Summary of the Executive Long Term Incentive Plan Rules
As stated above, awards under the LTIP will be made under and pursuant to the Plan. While the Board recently amended the rules of the Plan to facilitate the operation of the LTIP no changes were made to the terms of the replacement options granted under the Plan in 2010.
A summary of the key rules and terms of the Plan (in particular relating to the general operation of the Plan and the powers in the Board to operate the LTIP as described above) is set out below.
- • Participation: The Board may, from time to time, in its absolute discretion invite Eligible Executives to participate in a grant of options (which are defined in the rules of the Plan so as to include options and performance rights) upon the terms set out in the Plan and upon such additional terms as the Board determines.

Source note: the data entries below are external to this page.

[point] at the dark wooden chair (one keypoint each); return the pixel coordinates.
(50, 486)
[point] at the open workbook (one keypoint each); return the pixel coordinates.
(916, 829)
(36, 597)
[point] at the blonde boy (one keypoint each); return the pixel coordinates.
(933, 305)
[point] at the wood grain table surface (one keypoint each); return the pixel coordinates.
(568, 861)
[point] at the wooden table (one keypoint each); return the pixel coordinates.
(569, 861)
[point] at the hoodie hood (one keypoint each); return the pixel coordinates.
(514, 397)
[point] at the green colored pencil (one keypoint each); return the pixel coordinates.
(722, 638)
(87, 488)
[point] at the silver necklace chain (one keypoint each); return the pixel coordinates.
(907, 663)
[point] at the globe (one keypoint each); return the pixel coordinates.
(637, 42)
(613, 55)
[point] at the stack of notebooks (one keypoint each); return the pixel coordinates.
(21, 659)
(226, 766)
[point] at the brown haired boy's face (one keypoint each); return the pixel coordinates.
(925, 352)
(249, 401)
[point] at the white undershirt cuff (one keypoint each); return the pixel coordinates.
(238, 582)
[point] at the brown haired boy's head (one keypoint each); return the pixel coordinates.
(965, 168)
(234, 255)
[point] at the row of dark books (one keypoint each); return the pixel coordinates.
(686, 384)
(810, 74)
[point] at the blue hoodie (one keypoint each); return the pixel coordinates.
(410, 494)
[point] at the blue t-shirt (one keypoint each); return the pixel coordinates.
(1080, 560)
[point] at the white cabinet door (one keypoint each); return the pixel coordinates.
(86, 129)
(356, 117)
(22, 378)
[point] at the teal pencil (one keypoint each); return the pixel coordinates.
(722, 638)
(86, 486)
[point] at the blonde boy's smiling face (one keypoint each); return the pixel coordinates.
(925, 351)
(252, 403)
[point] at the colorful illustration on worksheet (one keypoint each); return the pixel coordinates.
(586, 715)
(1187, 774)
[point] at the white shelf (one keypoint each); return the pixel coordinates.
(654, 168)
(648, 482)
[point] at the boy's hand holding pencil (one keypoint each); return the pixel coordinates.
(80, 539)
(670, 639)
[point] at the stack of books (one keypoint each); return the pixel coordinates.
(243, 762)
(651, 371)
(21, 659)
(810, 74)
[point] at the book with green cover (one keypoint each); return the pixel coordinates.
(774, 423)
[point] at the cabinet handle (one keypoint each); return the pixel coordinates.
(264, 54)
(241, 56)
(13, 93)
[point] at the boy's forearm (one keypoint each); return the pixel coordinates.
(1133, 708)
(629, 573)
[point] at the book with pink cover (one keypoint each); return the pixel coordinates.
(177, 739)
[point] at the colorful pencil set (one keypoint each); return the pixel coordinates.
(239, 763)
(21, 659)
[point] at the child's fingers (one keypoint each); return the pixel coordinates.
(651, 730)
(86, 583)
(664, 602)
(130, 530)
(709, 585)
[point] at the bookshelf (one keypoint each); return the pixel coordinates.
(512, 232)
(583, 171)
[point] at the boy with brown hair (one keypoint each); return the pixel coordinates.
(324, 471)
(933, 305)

- • Securities offered: The Board may offer awards under the Plan which are an entitlement to receive Shares subject to satisfaction of any applicable conditions (including any performance, service or other condition) and, if applicable, compliance with the applicable exercise procedures (including payment of any applicable exercise price). Awards under the Plan may be granted in the form of Performance Rights, which are rights to receive Shares at no cost to the extent specific performance and service conditions are met.
- • Plan Participants: The Plan has been established for the benefit of Eligible Executives, being employees of the Group (including a director employed in an executive capacity) or any person who is declared by the Board to be eligible to participate in the Plan.
- • Dealing with Options and Shares: Any Dealing in respect of a right or option granted under the Plan is prohibited, except where any dealing occurs by force of law upon the death of a Participant. Dealing includes, but is not limited to the sale, transfer, assignment, trust, encumbrance, option, swap, any alienation of all or any part of the rights attaching to the right or option or Share, and any hedging.
- • Performance Conditions: Awards granted under the Plan will only Vest, and, if applicable, may be exercised, if each Performance Condition, and any other conditions advised to the Participant by the Board, have been satisfied.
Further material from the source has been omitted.